Gateway pricing is consumption-based and cheap at tutorial scale. You pay per MCP operation: tool invocations run $5 per million calls, semantic search queries run $25 per million, and indexing tools for search costs $0.02 per 100 tools. Running this tutorial is a few dozen calls, which rounds to nothing. The Lambda invocations and Cognito sit inside the free tier for a build this size. The realistic cost of following along is a fraction of a cent, plus whatever the underlying Claude model tokens cost on Bedrock.

Cleanup

Tear it down so nothing lingers:

agentcore remove gateway --name OrdersGateway
# or remove everything the project created
agentcore remove all

Then delete the Lambda function and the API-key credential provider if you created the OpenAPI target, and remove the OpenAPI spec from S3. Gateway itself has no idle charge, but leaving the Lambda and roles around is untidy.

Where to take it next

First, swap NONE for real auth. Recreate the gateway with --authorizer-type CUSTOM_JWT and a Cognito discovery URL, then add headers={"Authorization": f"Bearer {token}"} to the transport in run_agent.py. That is the difference between a demo and something you would put in front of a real backend.

Second, lean on semantic search. Register ten or twenty tools across several targets, then have the agent call x_amz_bedrock_agentcore_search with a natural-language query instead of loading the full list. This is the real answer to tool overload, and it is the reason Gateway indexes tool metadata in the first place.
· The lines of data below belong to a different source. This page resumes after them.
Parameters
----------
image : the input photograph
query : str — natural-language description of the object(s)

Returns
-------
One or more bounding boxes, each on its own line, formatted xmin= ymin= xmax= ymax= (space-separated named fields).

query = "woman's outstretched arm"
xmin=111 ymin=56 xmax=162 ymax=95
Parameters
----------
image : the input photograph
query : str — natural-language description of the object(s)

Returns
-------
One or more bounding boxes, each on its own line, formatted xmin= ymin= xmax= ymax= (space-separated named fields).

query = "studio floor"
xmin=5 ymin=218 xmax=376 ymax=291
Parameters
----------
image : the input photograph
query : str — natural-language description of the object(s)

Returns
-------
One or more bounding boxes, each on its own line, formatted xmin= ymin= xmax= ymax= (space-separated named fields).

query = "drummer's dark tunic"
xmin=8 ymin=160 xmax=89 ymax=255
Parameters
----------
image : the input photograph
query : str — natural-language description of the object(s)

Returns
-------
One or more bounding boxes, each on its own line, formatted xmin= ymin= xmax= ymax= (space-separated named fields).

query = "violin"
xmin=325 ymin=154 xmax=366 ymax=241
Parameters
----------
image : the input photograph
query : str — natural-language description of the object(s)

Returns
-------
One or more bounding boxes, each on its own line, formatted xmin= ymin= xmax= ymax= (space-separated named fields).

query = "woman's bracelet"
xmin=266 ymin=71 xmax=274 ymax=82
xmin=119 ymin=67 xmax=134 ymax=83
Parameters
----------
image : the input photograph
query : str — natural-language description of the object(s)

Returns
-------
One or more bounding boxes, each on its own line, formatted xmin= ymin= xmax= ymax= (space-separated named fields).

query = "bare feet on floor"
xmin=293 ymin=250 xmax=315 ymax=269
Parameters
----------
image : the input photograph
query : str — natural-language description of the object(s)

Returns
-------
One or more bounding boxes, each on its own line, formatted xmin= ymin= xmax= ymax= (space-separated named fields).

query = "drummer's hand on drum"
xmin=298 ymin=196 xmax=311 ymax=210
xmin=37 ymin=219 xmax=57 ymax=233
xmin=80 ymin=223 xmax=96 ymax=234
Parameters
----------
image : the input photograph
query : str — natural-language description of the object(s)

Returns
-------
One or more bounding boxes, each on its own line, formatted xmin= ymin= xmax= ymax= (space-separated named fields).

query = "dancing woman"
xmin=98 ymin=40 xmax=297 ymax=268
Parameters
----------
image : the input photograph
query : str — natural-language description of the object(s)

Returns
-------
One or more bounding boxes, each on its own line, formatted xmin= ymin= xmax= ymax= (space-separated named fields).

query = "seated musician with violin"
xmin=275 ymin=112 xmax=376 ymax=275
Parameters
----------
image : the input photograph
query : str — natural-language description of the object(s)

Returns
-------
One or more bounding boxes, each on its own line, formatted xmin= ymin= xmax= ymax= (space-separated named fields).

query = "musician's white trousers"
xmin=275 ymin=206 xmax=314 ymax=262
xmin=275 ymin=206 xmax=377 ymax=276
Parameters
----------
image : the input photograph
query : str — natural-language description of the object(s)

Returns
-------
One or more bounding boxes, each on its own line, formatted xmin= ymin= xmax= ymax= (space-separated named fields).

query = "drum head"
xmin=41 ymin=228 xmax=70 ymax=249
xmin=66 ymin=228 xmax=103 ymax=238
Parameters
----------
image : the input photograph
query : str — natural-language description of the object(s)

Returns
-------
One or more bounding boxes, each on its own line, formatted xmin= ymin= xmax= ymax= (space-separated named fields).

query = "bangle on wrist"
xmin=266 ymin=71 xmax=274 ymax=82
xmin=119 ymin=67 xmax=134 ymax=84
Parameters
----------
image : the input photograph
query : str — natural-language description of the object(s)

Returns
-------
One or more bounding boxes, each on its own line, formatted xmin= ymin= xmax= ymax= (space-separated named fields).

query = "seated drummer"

Third, turn a real internal REST API into tools. Take an OpenAPI spec you already own, trim it to the handful of operations an agent actually needs, and register it as an OpenAPI target. The interesting work is not the wiring, which you have now done. It is deciding which of your existing APIs an agent should be allowed to touch, and writing tool descriptions good enough that the model uses them correctly. That judgment is the part Gateway cannot do for you.